O modelo 4x3 é o futuro do trabalho?

O mundo corporativo é bastante criticado pelos "modismos", ou seja, ações gerenciais que todos sabem que são passageiras e acabam não durando muito tempo. Por causa disso, há até mesmo treinamentos específicos para que líderes consigam identificar se algo é mesmo uma tendência ou apenas uma solução enlatada que foi vendida como revolucionária ou "disruptiva", como se costuma dizer no mercado.

Considerando esse cenário conhecido, é comum pensar que o trabalho 4x3 pode ser mais uma moda. Contudo, há bons argumentos para sustentar que o esquema pode ter vindo para ficar.

Trabalho

Drummond, da Crawly, acredita que a adoção do sistema é inevitável porque as empresas começarão a perceber que ele é favorável para todo mundo — e, com a alta competitividade, muito possivelmente as corporações que oferecem trabalho de somente 4 dias na semana sairão na frente.

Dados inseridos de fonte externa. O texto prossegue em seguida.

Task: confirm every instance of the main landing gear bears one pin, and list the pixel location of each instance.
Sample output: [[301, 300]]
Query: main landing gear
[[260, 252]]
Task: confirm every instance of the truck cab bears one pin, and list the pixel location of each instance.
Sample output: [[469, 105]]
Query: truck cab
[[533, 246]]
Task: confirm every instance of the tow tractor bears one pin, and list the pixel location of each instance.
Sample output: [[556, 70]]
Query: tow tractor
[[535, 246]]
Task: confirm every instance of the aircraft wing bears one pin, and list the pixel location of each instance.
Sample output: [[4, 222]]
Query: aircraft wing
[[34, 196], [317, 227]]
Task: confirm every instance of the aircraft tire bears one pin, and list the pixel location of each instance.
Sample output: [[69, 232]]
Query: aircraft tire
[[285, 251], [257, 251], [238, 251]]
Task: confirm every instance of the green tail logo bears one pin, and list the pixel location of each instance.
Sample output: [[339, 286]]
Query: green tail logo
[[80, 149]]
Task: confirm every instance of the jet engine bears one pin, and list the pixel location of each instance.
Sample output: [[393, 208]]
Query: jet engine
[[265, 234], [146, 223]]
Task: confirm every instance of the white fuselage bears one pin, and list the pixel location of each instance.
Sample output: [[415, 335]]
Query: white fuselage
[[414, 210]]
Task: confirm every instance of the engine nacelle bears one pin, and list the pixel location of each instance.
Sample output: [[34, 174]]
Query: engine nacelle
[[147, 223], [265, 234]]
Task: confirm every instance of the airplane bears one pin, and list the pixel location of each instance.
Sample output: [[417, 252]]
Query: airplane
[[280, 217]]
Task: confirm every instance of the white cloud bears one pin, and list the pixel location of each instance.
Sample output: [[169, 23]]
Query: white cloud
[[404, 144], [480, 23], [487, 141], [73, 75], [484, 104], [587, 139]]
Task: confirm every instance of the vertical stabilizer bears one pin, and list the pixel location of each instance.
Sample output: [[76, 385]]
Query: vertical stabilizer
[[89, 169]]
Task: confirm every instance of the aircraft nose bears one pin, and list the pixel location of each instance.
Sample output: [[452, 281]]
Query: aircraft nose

"Eu acho que os líderes não aplicam por medo de perder produtividade. Empresas maiores têm dificuldade para trabalhar com 1 dia a menos também, já que às vezes [a medida] não [se] justifica para toda a cadeia. Além disso, há clientes que precisam de um contato direto. Esses são alguns dos freios", ressalta ele.

CrawlyJoão Drummond (à direita) e o sócio Pedro Naroga (à esquerda).

Lopes, da Eva Benefícios, faz um apelo à memória de praticamente todo mundo para argumentar que o entendimento laboral mudará nos próximos anos. Ele cita aquelas sextas-feiras em que a pessoa está tão esgotada mentalmente pelo acúmulo do cansaço da semana toda que mal consegue raciocinar.

O executivo, inclusive, lembra o caso principalmente de mulheres, que costumam fazer dupla jornada e cuidam dos filhos. Por fim, de acordo com ele, é impossível achar que no modelo 5x2 as pessoas chegam ao fim da semana com a mesma energia que têm na segunda-feira.

"Eu entendo que o futuro do trabalho vai passar por essa compreensão das empresas de que todo mundo precisa de um equilíbrio maior entre vida pessoal e trabalho. Na nossa visão, isso passa por dar mais 1 dia de descanso", explica Lopes.

Marcelo LopesMarcelo Lopes, da Eva Benefícios.

Luiz França, especialista em RH, explica ao TecMundo que no passado o mercado de trabalho global já teve jornadas muito mais pesadas. No século 18, por exemplo, norte-americanos trabalhavam em fábricas em médias de 70 horas semanais, o que daria 14 horas diárias de segunda a sexta ou 11 horas de segunda a sábado. Foi somente no século passado que as linhas de produção da Ford começaram a adotar as 40 horas semanais.

"Todas as vezes que as mudanças estão chegando, nós temos os heróis da resistência dizendo que elas vão prejudicar os modelos de negócios, que vão dificultar a realização dos trabalhos, que a produtividade das organizações vai cair, que as organizações não vão conseguir sobreviver etc. Ainda estamos com um nível de consciência muito baixo em relação aos futuros modelos de trabalho", defende França.

O especialista comenta que é preciso repensar o modelo de horas trabalhadas. Ainda, diz que na economia moderna, da qual o setor industrial é uma fatia menor, os empreendimentos do mundo todo deveriam começar a contratar e exigir dos funcionários entregas e resultados em tarefas específicas que podem ser realizadas sem um parâmetro de tempo específico.

Luiz FrançaLuiz França, especialista em RH.

Para ele, a própria exigência de manter os colaboradores frequentando presencialmente um escritório é pouco compatível com a agilidade do mundo moderno. "Não é porque um funcionário está no ambiente corporativo que necessariamente está engajado ou motivado", complementa França.

"Eu costumo brincar que empresa significa 'pessoa presa em algum ambiente'. Quem é o dono do presídio nesse caso? Precisamos libertar as pessoas para que elas possam entregar o melhor que elas podem para as organizações. Buscar os melhores talentos de cada ser humano para convertê-los em produtos e serviços magníficos. Não ficar controlando horas. Controlar horas em algum momento será uma conversa do passado", prevê o especialista.